Early detection of melanoma is critical because the skin cancer tends to spread rapidly throughout the body.  Now, University of Missouri researchers are one step closer to melanoma cancer detection at the cellular level, long before tumors have a chance to form.

Commercial production of a device that measures melanoma using photoacoustics, or laser-induced ultrasound, will soon be available to scientists and academia for cancer studies. The commercial device also will be tested in clinical trials to provide the data required to obtain U.S. Food and Drug Administration approval for early diagnosis of metastatic melanoma and other cancers.

Researcher John Viator said the photoacoustic device and method would provide an earlier diagnosis for aggressive melanoma cancers.

“Using a small blood sample, our device and method will provide an earlier diagnosis for aggressive melanoma cancers,” said Viator, associate professor of biological engineering at the College of Agriculture, Food and Natural Resources, and associate professor of biomedical engineering and dermatology in the Christopher S. Bond Life Sciences Center.

“We compare the detection method to watching an eight-lane highway full of white compact cars,” he said. “In our tests, the cancer cells look like a black 18-wheeler.”

Viator’s photoacoustic device emits laser light into a blood sample, and melanin within the cancer cells absorbs the light. Those cancer cells then expand as the lasers rapidly heat and then cool the cancer cells, making them prominent to researchers. The device also would capture the expanded cells, identifying the form of cancer the physicians are fighting and the best treatment method.

Viator recently signed a commercialization license to begin offering the device and method to scientists and academia for research. His department is preparing studies for FDA approval for clinical use, which is expected to take approximately two to three years. The final device is expected to look similar to a desktop printer.

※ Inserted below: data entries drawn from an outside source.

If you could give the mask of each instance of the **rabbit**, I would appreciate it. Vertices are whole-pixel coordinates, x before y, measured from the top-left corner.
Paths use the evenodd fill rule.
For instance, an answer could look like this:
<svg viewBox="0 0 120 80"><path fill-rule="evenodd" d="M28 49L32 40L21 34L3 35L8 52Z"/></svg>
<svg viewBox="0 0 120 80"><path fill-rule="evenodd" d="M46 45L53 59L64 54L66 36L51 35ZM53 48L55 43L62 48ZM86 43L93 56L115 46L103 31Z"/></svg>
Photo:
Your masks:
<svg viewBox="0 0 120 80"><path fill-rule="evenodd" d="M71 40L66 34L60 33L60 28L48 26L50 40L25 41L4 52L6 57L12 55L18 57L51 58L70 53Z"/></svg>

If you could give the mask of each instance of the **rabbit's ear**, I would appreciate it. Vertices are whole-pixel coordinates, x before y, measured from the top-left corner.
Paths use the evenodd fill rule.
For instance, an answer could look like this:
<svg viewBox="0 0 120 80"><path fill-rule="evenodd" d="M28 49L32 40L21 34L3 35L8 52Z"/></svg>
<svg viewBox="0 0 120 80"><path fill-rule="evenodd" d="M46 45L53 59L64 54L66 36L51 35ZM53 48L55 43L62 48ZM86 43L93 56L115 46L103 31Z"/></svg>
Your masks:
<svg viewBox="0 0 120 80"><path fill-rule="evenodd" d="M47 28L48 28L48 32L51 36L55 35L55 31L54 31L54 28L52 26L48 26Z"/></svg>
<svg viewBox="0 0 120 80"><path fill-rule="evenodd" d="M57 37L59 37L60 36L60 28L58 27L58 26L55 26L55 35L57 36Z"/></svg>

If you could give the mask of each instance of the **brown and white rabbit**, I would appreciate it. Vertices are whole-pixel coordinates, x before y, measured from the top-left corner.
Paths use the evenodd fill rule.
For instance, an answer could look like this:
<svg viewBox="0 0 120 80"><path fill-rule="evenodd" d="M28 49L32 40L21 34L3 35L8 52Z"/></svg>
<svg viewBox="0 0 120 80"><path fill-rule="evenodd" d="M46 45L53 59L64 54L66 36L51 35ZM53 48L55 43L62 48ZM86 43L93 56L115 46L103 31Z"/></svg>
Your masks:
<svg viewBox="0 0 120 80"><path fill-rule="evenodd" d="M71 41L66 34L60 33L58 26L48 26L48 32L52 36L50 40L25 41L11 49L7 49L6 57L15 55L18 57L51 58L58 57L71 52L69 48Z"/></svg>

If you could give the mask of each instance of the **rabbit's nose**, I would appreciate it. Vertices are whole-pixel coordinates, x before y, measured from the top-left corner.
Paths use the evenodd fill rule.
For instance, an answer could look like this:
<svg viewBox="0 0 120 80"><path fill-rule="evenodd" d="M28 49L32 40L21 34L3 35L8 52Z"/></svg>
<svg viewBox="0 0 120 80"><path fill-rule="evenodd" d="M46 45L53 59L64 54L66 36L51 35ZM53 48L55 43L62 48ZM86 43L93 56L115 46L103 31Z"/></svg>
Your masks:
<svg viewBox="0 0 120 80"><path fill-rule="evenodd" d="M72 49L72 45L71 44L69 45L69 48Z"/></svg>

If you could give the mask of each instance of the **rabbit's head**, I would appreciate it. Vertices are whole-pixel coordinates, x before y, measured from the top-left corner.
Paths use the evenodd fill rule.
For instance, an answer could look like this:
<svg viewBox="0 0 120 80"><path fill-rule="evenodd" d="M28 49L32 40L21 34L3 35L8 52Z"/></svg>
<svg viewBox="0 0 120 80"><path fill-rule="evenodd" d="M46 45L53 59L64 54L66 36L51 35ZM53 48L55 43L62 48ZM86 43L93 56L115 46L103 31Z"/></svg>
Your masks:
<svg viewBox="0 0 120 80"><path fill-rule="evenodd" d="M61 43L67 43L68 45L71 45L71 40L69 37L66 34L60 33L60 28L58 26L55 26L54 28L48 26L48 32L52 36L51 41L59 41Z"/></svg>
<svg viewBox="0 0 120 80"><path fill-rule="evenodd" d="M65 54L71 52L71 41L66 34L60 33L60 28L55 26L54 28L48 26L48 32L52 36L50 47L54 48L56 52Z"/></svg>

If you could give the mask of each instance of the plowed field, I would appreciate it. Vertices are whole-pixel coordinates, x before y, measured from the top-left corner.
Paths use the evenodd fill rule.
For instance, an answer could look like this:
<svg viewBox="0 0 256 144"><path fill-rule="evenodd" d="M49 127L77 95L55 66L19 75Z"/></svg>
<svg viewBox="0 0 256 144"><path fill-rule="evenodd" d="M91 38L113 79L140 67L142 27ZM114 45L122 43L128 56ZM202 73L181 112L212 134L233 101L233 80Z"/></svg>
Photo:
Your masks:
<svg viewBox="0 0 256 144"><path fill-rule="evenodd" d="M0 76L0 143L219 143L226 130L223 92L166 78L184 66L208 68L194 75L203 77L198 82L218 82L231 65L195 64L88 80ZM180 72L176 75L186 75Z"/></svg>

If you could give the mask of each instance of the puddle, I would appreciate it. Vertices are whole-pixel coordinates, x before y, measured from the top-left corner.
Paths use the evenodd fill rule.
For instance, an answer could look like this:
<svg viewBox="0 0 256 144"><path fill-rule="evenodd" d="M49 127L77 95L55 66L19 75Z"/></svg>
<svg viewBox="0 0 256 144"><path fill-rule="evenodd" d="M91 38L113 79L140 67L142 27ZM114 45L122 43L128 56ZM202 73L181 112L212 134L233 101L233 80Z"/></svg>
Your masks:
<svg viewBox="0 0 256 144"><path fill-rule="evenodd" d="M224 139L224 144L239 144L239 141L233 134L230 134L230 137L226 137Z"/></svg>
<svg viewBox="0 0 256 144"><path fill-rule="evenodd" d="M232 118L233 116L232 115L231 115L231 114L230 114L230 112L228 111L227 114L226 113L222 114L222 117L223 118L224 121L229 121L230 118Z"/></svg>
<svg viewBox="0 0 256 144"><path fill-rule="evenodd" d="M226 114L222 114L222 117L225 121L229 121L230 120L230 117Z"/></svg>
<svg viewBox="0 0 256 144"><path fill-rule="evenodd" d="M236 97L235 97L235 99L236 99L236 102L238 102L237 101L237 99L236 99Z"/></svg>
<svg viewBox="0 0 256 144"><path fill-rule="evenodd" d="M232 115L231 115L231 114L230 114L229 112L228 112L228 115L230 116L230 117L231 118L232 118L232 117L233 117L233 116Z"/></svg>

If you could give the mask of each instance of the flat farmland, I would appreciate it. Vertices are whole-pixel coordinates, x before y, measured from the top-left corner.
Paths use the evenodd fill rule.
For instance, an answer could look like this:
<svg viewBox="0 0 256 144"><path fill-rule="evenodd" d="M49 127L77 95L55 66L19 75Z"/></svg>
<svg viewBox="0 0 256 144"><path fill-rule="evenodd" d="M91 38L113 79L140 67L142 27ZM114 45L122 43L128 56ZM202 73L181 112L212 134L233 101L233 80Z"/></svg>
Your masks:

Currently, physicians use CT or MRI scans for melanoma cancer detection, costing thousands of dollars. The cost to use the photoacoustic device in a hospital would be only a few hundred dollars, Viator said.

“We are attempting to provide a faster and cheaper screening method, which is ultimately better for the patient and the physician,” he said.

“There are several melanoma drugs on the horizon,” Viator said. “Combined with the new photoacoustic detection method, physicians will be able to use targeted therapies and personalized treatments, changing the medical management of this aggressive cancer.

“Plus, if the test is as accurate as we believe it will be,” he said, “our device could be used as a standard screening in targeted populations.”